Tuesday, February 5, 2013

A sentence designed for the reader

“Whenever the literary German dives into a sentence, 
that is the last you are going to see of him until he emerges 
on the other side of his Atlantic with his verb in his mouth.”
-- Mark Twain

The two previous posts explored the active voice and keeping the subject and verb close together. Let's combine those two rules to see what they do for clarity.

Try this sentence on for size.
The notion that our company’s critical infrastructures are highly interconnected and mutually dependent in complex ways, both physically and through a host of information and communication technologies (so-called “cyber-based systems”), is more than an abstract, theoretical concept.
The kind of stuff that makes you tired before the day is half over, right?

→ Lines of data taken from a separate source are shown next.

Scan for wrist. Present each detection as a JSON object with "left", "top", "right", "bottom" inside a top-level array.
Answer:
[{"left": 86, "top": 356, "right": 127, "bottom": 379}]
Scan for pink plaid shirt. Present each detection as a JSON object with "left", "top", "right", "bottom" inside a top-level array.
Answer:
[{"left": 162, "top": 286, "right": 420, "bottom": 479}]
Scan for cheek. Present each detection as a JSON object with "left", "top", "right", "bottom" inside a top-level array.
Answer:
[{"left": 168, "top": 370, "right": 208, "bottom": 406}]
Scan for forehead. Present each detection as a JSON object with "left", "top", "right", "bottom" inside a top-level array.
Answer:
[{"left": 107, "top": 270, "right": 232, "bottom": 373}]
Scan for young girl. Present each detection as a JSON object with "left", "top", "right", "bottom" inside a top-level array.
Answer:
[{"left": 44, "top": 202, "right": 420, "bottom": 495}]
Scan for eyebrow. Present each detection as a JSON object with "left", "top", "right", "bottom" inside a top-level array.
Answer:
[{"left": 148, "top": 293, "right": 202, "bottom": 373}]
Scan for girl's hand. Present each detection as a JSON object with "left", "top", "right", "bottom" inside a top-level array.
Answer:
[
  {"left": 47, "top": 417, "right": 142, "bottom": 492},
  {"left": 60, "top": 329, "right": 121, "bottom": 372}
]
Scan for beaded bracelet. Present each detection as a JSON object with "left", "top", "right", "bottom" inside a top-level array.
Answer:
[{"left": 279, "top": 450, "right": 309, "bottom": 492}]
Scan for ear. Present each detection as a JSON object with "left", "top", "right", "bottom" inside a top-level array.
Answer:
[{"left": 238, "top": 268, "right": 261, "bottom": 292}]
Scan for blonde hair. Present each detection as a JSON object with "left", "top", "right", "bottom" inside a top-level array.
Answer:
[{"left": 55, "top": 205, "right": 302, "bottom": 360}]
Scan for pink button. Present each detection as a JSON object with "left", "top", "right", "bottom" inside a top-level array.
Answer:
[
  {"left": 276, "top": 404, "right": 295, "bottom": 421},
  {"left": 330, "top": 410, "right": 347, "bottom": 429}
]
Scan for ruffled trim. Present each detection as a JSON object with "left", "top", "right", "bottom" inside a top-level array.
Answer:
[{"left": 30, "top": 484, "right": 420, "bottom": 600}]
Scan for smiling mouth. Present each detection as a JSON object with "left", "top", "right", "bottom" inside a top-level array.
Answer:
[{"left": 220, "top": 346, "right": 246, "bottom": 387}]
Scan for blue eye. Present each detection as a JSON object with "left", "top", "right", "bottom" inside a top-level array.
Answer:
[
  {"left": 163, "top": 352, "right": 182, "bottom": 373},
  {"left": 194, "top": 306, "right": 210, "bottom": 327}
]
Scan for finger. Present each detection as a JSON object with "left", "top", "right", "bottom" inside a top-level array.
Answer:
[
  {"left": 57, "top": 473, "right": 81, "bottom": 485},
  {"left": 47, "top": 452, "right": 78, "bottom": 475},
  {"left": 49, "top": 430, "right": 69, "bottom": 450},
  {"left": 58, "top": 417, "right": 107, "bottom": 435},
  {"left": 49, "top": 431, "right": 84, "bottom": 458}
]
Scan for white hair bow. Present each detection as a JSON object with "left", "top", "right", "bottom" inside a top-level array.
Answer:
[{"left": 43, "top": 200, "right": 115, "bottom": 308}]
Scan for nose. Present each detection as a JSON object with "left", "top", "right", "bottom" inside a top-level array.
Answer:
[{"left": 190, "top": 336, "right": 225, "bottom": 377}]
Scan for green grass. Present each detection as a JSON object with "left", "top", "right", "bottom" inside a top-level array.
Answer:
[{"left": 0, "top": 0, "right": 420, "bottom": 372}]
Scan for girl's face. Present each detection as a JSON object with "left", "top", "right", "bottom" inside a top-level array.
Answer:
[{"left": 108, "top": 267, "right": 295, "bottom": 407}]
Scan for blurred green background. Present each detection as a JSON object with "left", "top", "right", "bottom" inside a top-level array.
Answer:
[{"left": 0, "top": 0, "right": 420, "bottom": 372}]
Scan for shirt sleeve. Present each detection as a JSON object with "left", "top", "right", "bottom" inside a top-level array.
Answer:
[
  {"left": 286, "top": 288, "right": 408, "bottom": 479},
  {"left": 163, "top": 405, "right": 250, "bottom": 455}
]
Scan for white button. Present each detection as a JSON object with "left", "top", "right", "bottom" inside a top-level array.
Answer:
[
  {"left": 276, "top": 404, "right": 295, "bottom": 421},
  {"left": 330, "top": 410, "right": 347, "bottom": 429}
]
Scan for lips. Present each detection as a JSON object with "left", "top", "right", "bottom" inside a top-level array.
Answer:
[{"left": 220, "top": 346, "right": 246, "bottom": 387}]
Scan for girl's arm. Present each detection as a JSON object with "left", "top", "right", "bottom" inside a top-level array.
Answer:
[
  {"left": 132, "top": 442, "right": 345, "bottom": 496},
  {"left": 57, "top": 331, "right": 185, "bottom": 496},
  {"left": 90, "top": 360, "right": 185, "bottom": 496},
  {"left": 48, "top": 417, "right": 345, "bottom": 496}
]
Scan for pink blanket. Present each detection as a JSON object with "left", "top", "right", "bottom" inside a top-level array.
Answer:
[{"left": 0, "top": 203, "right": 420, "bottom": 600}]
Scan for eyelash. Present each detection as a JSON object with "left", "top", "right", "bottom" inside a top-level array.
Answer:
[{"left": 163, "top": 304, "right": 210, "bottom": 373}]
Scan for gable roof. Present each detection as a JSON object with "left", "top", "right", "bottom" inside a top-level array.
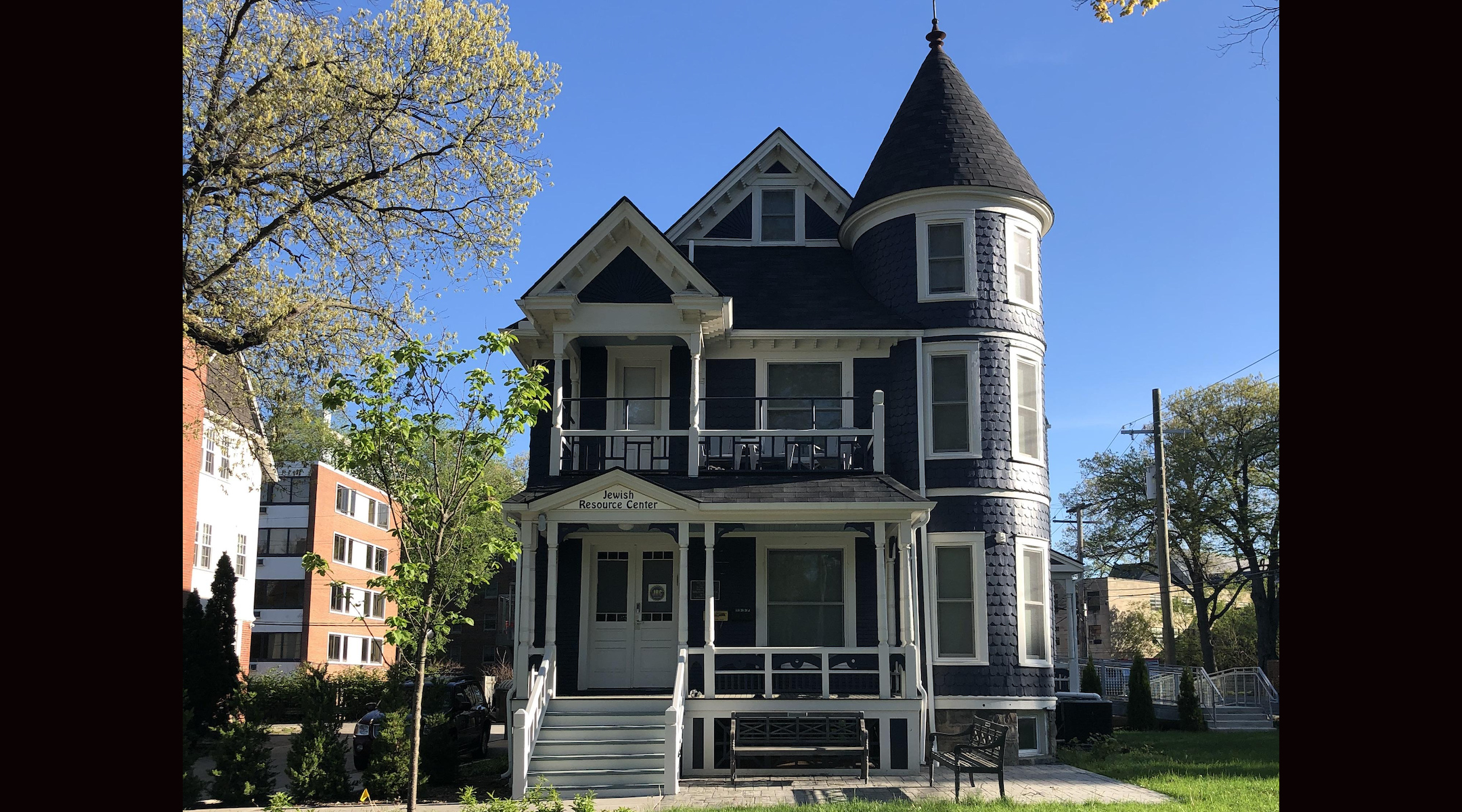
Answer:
[
  {"left": 665, "top": 127, "right": 852, "bottom": 242},
  {"left": 848, "top": 47, "right": 1050, "bottom": 215},
  {"left": 523, "top": 197, "right": 721, "bottom": 299},
  {"left": 681, "top": 246, "right": 920, "bottom": 330}
]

So let's look at a rewrite by Ed Barr, a professor at Carnegie Mellon University.
Our company’s critical infrastructures depend on each other greatly. They are highly interconnected and mutually dependent in complex ways, through a host of information and communication technologies (so-called “cyber-based systems”) and through physical interconnectedness.
Still boring, but now you understand it. Barr's analysis:
How many words separate the Subject ("notion") from the Verb ("is") in the example sentence above? 28!! Yep, 28 words separate the Subject from the Verb. If the reader wants to know what is being affirmed (the Verb) about whom (the Subject), the reader (you) will have a helluva time figuring it out.
You may still not prefer my revised sentence for a variety of reasons; for example, you might say it uses too many multi-syllable words (and it does) and it uses some technical language. Nonetheless, you should be able to grasp its meaning more readily because in the new sentence the Subject “infrastructures” and the Verb “depend” sit next to each other. (I have also changed the sentence to active voice and split it into two sentences.) But, note: when you keep the Subject and Verb close together, readers will have essential information and an essential understanding of the sentence. Therefore, when you write, examine the first few words of all your sentences to look for the Subject and Verb.
I hope, of course, that you aren't reading this, thus depriving me of a potential revenue stream.